New export controls being considered by the U.S. government as part of a broader effort to prevent sophisticated surveillance software from being sold to rogue foreign governments could end up hurting legitimate vulnerability research efforts, Google warned Monday.
In comments filed with the U.S. Department of Commerce, Google expressed concern over U.S. participation in a multilateral export control agreement called the Wassenaar Arrangement.
"We believe that these proposed rules, as currently written, would have a significant negative impact on the open security research community," Google's Export Compliance Counsel Neil Martin and Tim Willis, a member of the company's Chrome security team, wrote in a blog.
The controls would hamper Google's ability to defend itself against malicious attacks and also undermine Web security overall, the two wrote. "It would be a disastrous outcome if an export regulation intended to make people more secure resulted in billions of users across the globe becoming persistently less secure," they continued.
The Wassenaar pact was originally designed to give Western nations a tool for exerting greater control over the sale and export of a wide range of dual technologies and arms. It was modified in 2013 to include controls for the export of "intrusion" software that can be used to spy on Internet users.
The Wassenaar update was prompted by concerns over the sale of sophisticated spying software by several companies in Western countries to regimes with dubious human rights records. Many fear that intelligence agencies and law enforcement authorities in repressive governments are using such products to spy on their own people and to monitor the activities of journalists, dissidents and rights activists. The European Union has already moved to implement the Wassenaar Arrangement updates.
But in the United States, there are growing concerns over the Commerce Department's proposals for implementing the export controls. Much of the concerns have to do with the overly broad manner in which the department has chosen to define the software that will be subject to new restrictions.
In the EU, intrusion software that is available in the public domain is not subject to any licensing requirements or control. But in the U.S., that exemption is not available. As a result, software used for legitimate security research purposes, such as penetration testing software, could end up becoming subject to new restrictions and licensing requirements.
If the rules are passed as written, companies that conduct security research and the businesses that benefit from such research would face a completely unreasonable set of requirements, the Google executives wrote.

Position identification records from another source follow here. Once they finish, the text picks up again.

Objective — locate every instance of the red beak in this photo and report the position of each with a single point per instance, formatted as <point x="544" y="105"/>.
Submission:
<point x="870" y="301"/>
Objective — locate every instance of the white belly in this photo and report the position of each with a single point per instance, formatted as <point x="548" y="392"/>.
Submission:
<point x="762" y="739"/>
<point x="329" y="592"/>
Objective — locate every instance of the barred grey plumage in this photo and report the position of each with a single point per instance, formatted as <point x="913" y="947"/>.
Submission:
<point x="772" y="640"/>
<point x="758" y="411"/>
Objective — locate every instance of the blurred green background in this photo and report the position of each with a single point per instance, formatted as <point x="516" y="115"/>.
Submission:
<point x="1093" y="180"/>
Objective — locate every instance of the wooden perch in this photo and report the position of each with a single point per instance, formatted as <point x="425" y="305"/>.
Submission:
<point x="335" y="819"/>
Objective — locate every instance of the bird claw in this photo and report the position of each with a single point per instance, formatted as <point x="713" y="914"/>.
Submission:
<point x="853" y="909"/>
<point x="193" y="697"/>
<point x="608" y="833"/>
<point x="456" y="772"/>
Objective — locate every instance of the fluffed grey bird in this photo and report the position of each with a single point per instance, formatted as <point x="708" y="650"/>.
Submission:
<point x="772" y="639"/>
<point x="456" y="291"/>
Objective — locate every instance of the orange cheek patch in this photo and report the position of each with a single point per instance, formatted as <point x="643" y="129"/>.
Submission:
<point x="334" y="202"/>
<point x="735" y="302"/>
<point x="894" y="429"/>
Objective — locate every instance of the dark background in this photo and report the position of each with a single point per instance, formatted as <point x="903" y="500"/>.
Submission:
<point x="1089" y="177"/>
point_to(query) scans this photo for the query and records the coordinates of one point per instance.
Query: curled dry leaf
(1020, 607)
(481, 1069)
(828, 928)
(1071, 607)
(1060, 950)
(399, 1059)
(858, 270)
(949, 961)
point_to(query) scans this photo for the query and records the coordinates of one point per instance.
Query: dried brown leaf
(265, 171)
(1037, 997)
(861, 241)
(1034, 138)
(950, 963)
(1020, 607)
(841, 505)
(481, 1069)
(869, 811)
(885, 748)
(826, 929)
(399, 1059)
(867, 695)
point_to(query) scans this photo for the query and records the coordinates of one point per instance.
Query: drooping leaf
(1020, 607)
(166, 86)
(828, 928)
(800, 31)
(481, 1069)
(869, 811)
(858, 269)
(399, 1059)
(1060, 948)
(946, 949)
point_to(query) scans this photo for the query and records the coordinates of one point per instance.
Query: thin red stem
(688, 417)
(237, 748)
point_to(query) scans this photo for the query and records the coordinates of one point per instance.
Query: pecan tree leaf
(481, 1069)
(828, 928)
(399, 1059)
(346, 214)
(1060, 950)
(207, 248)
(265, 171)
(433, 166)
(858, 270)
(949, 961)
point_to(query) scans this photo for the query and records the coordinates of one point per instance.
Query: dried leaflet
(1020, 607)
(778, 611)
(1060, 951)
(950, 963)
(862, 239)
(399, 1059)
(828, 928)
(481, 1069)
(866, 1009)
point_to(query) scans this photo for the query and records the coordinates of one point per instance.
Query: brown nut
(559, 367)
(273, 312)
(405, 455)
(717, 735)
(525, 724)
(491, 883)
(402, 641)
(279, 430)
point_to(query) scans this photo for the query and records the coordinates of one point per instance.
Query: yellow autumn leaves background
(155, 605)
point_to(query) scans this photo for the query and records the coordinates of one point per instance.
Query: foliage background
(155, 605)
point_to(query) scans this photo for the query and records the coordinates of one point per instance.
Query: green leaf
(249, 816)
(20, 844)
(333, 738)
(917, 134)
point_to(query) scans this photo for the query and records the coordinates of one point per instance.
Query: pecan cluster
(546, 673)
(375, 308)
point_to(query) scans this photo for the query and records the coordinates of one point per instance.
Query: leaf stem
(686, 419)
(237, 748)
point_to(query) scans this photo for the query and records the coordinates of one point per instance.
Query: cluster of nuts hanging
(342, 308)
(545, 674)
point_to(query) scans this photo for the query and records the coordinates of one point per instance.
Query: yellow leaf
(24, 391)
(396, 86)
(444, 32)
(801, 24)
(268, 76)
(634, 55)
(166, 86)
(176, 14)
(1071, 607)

Last year alone, for instance, Google paid more than $4 million to researchers from around the world who found security problems in its products using a wide range of penetration testing and hacking tools. If the new export controls go into effect, Google would be required to request potentially tens of thousands of export licenses for such research, Martin and Willis said.
"Since Google operates in many different countries, the controls could cover our communications about software vulnerabilities, including: emails, code review systems, bug tracking systems, instant messages—even some in-person conversations," the company said.
If the proposed updates are implemented unchanged, they would also seriously impact the ability of global companies to share vital security information with staff situated in other countries, Google said.
Organizations should never require a license to be able to report a bug that needs to get fixed. Instead, the Commerce Department should have a standing license exemption for anyone who wants to report security problems back to a vendor in order to get the problem fixed, Martin and Willis wrote.
"This would provide protection for security researchers that report vulnerabilities, exploits, or other controlled information to any manufacturer or their agent," they said.